Healthy Cooking Tips
Maintaining an active, healthy lifestyle is important for the health of your heart.
- Use olive oil for sautéing and canola oil for stir-frying. Olive oil has a low smoke point, and will smoke with the high heat required for stir-frying.
- Try low-sodium chicken broth for sautéing or stir-frying, instead of oil. Add low-sodium chicken broth to mashed potatoes for extra flavor, rather than adding butter or cream.
- You can cook chicken or turkey with the skin on for flavor and convenience, but remove the skin before eating, as chicken and turkey skin are loaded with fat. Poultry does not absorb the fat from the skin as it cooks, so you can avoid the extra fat by removing the skin.
- Refrigerate homemade soups and remove hardened fat from the top before reheating or freezing for future use.

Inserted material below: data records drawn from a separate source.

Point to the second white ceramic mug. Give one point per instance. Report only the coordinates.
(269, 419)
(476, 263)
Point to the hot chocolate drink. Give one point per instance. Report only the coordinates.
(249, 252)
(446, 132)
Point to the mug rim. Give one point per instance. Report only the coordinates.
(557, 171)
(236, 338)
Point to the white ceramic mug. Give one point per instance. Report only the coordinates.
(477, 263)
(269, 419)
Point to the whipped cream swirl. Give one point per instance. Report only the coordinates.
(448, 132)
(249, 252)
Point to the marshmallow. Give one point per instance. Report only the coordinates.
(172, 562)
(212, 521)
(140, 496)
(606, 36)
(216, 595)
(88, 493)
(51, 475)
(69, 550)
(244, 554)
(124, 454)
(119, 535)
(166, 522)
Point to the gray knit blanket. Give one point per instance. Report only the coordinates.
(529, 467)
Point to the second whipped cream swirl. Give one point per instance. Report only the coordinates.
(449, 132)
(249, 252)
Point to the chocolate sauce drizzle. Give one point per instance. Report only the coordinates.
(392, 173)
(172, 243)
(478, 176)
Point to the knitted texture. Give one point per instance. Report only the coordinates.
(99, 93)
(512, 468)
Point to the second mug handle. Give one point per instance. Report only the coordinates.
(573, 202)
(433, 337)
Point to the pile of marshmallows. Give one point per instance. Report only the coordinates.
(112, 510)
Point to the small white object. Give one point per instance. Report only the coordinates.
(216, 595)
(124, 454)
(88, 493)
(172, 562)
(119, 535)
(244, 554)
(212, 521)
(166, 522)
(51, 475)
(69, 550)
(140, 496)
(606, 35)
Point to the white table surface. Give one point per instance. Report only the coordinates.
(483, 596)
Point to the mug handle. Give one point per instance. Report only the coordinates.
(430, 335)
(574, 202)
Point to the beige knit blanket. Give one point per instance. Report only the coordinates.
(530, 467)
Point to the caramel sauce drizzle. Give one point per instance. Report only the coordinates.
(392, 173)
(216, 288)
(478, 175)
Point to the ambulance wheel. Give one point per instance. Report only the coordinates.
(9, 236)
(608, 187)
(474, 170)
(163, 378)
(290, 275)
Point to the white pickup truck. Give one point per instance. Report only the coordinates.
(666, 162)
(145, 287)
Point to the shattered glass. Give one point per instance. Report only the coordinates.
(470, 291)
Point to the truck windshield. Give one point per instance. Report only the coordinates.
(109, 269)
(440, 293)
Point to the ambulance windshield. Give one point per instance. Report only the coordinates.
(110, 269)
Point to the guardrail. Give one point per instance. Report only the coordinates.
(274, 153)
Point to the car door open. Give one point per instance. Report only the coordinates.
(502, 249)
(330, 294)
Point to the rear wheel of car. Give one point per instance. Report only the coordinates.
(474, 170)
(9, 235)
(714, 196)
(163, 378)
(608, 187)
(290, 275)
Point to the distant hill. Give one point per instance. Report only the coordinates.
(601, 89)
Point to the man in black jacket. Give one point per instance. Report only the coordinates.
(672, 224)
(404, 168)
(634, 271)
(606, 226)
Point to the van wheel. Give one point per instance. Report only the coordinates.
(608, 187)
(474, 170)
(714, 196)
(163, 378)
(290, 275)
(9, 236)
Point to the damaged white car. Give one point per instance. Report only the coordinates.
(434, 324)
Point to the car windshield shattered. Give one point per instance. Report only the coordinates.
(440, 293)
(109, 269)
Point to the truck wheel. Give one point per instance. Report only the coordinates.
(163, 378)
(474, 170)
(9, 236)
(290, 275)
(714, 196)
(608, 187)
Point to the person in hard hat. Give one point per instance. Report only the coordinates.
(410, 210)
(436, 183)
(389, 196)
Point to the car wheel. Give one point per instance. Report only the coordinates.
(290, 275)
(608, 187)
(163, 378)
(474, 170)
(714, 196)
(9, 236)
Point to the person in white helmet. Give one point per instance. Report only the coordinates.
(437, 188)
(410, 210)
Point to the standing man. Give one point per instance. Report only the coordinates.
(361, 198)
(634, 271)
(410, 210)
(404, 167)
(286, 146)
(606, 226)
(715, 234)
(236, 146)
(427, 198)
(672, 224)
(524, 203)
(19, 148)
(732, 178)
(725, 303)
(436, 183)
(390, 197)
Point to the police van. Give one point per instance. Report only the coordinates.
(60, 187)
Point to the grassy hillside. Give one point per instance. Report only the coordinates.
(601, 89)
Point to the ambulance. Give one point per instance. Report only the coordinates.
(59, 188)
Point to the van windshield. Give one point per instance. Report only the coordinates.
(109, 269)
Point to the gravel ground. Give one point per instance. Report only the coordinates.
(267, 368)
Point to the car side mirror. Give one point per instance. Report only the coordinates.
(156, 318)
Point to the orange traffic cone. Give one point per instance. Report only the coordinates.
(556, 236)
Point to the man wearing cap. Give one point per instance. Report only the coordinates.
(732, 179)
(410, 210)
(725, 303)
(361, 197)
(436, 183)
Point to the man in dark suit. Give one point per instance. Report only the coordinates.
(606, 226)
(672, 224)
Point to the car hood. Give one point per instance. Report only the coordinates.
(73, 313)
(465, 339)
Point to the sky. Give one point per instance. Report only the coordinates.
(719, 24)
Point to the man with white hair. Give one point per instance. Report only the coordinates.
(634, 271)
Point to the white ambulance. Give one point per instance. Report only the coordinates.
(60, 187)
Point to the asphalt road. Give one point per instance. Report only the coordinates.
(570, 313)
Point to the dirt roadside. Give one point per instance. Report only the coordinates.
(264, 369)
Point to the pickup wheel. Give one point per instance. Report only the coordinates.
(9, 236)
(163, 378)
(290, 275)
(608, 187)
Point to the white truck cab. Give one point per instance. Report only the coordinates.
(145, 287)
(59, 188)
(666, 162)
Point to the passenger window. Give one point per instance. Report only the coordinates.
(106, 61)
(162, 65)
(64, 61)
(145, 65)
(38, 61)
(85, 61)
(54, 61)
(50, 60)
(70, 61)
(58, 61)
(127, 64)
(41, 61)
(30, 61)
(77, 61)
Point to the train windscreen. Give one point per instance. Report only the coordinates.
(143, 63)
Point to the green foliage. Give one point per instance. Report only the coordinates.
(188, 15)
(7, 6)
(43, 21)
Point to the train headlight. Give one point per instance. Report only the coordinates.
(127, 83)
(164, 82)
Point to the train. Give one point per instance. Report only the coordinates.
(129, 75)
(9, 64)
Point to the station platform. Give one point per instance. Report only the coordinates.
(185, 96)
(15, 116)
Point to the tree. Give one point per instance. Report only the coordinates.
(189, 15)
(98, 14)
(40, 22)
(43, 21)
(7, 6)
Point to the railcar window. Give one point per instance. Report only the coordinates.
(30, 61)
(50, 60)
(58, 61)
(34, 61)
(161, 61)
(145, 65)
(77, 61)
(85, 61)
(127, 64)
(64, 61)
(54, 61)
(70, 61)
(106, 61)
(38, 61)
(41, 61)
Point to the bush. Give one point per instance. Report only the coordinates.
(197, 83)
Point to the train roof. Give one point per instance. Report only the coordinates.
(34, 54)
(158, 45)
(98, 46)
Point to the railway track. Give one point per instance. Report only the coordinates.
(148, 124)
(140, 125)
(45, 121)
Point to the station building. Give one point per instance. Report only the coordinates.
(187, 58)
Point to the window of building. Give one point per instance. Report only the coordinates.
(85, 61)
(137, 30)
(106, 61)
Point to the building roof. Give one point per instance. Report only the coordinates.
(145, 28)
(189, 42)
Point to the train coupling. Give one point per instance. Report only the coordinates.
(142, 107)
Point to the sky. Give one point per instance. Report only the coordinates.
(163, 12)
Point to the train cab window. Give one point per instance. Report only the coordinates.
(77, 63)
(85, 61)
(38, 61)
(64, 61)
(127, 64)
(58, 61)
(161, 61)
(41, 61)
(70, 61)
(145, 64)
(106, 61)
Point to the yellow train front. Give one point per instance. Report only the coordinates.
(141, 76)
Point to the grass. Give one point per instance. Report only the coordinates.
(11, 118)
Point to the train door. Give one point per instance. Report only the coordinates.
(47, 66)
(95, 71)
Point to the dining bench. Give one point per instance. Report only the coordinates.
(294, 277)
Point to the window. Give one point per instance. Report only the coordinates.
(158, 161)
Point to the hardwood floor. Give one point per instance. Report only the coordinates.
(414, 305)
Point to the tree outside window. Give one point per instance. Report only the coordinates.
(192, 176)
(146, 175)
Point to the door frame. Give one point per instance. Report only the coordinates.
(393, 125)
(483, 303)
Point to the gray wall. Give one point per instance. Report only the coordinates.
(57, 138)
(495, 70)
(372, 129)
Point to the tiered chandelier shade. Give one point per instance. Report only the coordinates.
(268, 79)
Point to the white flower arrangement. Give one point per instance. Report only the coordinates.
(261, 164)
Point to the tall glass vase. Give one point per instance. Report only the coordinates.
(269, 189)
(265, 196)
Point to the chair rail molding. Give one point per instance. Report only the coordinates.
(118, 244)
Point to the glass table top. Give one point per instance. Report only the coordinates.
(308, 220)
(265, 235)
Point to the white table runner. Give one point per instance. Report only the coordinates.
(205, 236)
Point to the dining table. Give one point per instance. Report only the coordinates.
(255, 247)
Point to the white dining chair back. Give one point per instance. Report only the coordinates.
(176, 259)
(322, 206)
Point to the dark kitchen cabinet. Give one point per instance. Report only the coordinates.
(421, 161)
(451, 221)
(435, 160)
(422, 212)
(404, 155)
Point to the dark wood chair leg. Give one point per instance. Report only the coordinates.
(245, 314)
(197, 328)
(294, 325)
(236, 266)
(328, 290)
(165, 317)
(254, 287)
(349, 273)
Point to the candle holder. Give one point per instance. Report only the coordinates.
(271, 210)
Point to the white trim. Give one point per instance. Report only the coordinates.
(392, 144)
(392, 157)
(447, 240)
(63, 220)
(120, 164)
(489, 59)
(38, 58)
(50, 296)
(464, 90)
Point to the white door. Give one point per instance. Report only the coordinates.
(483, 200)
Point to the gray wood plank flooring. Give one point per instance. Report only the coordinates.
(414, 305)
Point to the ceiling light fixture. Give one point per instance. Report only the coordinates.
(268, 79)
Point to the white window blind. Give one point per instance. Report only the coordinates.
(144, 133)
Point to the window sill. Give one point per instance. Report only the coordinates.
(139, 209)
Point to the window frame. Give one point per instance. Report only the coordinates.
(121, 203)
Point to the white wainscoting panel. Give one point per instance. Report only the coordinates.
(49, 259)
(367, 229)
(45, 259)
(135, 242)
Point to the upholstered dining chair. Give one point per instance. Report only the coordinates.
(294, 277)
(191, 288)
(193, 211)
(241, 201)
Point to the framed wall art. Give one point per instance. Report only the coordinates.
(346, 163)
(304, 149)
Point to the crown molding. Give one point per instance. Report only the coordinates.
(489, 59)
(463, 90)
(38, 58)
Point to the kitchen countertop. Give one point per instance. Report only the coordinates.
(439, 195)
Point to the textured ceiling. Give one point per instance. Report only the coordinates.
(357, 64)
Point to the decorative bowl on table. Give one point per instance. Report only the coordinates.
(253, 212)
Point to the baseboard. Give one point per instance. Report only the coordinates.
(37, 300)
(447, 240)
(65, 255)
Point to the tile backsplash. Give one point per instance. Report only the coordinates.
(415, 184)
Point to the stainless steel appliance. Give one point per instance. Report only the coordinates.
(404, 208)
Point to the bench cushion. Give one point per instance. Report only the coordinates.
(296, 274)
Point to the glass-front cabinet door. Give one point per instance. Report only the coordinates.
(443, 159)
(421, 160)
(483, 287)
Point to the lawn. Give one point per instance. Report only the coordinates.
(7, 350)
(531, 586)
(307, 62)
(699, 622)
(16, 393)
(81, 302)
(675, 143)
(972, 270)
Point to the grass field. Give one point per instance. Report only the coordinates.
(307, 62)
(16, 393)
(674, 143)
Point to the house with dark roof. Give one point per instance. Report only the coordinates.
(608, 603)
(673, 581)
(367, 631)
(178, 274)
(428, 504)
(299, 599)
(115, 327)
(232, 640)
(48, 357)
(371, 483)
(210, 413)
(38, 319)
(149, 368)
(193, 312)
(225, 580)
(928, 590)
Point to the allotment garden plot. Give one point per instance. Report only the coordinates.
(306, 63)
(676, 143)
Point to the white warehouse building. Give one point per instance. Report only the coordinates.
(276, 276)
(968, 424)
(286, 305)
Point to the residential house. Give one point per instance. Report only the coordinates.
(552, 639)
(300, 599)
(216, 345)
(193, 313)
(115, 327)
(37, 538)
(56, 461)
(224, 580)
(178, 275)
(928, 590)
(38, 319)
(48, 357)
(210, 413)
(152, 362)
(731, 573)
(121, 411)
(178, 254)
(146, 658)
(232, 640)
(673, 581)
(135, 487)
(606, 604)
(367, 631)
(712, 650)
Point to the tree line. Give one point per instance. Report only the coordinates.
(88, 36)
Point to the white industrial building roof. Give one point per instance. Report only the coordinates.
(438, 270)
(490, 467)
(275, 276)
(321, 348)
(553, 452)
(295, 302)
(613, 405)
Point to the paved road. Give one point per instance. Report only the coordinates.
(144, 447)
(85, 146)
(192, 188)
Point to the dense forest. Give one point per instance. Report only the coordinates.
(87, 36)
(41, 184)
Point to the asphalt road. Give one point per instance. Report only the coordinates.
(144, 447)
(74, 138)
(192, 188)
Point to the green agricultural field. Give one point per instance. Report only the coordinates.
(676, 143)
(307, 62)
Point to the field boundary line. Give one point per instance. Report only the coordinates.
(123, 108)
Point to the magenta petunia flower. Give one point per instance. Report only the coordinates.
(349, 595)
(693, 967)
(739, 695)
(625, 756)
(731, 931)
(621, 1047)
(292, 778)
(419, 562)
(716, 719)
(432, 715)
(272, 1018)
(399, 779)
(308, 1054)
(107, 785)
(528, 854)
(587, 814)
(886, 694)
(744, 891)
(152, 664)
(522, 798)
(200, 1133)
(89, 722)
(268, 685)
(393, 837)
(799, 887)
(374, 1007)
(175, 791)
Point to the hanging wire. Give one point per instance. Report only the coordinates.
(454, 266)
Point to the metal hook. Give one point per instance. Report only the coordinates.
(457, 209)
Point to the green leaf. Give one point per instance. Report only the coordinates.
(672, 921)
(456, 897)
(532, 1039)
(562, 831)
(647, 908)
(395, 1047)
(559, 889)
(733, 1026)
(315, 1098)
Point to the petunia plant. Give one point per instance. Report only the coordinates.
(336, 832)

- Use avocados, guacamole and olives as condiments to add flavor to foods, rather than using high-fat dressings, sauces and toppings. For example, you could use diced avocados or guacamole on a burrito, instead of all or part of the cheese or sour cream.
- Add oats to meat loaf instead of breadcrumbs.
- Use 2 egg whites instead of 1 whole egg, or use egg substitute.
- Use low-fat/non-fat greek yogurt or low-fat/non-fat sour cream as a substitute for regular sour cream.
- Use a rack in the pan when oven-roasting, to allow fat to drip from the meats.
- Whole-wheat flour can be substituted for white flour in any recipe.
- Omega-3 fatty acids have been found to reduce blood pressure, improve insulin resistance, reduce the tendency of the blood to clot, and reduce the risk of abnormal heart rhythms. These fatty acids are found in fish like salmon and tuna, and in plant sources including flax, avocado, and walnuts, among others.
- Drain and rinse canned vegetables in fresh water before cooking. Even better, use no-salt-added canned vegetables. The best way, however, is to use frozen vegetables when fresh are not available or are out of the budget.